Irrigated crops rely on green water from local precipitation, blue water from surface and renewable groundwater, and nonrenewable groundwater abstracted from nonlocal sources. This study quantifies the global share of nonrenewable groundwater used to sustain current irrigation practices. Using the PCR‑GLOBWB global hydrological model, the authors simulated crop water demand and available blue/green water, downscaled country groundwater abstraction statistics, and compared these with simulated recharge and irrigation return flow to estimate nonrenewable abstraction.

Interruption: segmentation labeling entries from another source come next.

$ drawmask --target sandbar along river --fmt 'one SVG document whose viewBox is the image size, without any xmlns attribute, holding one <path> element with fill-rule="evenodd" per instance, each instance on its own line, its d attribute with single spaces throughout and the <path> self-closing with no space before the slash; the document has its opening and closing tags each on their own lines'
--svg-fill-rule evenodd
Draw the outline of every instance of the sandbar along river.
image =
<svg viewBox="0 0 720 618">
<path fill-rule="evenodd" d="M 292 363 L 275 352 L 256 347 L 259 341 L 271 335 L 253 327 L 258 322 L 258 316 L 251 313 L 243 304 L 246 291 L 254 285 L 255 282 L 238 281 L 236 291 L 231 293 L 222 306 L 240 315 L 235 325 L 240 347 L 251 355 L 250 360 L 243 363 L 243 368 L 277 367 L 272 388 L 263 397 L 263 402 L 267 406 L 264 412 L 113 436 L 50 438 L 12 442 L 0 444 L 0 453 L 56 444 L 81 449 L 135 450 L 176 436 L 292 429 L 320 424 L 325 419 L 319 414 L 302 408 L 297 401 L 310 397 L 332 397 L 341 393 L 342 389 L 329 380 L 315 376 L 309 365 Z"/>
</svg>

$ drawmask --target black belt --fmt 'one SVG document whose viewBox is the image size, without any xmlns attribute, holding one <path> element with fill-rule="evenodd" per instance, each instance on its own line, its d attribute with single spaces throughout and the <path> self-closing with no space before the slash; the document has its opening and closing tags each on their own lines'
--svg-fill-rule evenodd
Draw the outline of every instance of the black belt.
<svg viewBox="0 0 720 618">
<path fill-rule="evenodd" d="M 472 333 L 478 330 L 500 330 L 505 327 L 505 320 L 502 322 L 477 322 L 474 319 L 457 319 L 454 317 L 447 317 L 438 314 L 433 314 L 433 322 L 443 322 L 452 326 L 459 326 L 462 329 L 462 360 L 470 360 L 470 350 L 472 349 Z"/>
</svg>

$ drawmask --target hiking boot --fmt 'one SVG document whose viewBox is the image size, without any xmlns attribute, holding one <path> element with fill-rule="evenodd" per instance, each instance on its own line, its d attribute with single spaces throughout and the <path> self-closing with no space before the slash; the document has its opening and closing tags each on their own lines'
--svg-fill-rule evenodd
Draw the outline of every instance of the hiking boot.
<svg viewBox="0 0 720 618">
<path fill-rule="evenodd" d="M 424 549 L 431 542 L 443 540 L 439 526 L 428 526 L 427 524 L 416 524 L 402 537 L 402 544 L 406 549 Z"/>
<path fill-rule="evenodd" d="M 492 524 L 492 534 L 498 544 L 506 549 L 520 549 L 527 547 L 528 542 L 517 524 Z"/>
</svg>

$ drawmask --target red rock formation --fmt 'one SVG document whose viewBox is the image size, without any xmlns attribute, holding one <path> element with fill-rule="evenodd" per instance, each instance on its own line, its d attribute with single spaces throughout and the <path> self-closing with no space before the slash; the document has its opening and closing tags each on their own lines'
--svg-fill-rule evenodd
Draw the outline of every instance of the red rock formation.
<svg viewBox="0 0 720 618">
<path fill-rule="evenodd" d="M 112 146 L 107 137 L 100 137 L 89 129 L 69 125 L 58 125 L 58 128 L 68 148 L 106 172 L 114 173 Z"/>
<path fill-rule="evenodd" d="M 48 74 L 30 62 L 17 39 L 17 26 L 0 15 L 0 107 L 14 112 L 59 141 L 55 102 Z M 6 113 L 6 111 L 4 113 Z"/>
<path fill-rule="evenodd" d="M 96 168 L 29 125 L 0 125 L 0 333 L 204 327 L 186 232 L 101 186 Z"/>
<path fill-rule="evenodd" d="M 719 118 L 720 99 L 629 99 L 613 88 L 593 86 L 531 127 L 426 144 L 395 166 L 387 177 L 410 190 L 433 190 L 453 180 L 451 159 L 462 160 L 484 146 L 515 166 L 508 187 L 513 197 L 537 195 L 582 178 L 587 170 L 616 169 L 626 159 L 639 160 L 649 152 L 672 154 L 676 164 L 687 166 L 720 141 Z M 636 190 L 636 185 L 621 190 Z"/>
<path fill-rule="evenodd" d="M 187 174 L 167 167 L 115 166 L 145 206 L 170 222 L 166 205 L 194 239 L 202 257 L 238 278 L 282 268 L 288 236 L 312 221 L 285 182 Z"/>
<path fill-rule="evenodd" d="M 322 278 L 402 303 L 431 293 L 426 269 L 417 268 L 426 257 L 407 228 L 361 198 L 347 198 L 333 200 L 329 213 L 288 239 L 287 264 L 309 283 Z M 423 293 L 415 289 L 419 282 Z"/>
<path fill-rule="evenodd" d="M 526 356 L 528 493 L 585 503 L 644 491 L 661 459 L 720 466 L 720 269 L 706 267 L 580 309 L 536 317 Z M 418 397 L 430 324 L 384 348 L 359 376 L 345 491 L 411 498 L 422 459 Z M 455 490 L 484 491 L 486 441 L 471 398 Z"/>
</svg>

Nonrenewable groundwater accounted for about 20 % of global irrigation demand in 2000, with India, Pakistan, the United States, Iran, China, Mexico, and Saudi Arabia contributing the largest shares, and the global contribution rising from 75 to 234 km³ yr⁻¹ between 1960 and 2000.

Abstract

Water used by irrigated crops is obtained from three sources: local precipitation contributing to soil moisture available for root water uptake (i.e., green water), irrigation water taken from rivers, lakes, reservoirs, wetlands, and renewable groundwater (i.e., blue water), and irrigation water abstracted from nonrenewable groundwater and nonlocal water resources. Here we quantify globally the amount of nonrenewable or nonsustainable groundwater abstraction to sustain current irrigation practice. We use the global hydrological model PCR‐GLOBWB to simulate gross crop water demand for irrigated crops and available blue and green water to meet this demand. We downscale country statistics of groundwater abstraction by considering the part of net total water demand that cannot be met by surface freshwater. We subsequently confront these with simulated groundwater recharge, including return flow from irrigation to estimate nonrenewable groundwater abstraction. Results show that nonrenewable groundwater abstraction contributes approximately 20% to the global gross irrigation water demand for the year 2000. The contribution of nonrenewable groundwater abstraction to irrigation is largest in India (68 km 3 yr −1 ) followed by Pakistan (35 km 3 yr −1 ), the United States (30 km 3 yr −1 ), Iran (20 km 3 yr −1 ), China (20 km 3 yr −1 ), Mexico (10 km 3 yr −1 ), and Saudi Arabia (10 km 3 yr −1 ). Results also show that globally, this contribution more than tripled from 75 to 234 km 3 yr −1 over the period 1960–2000.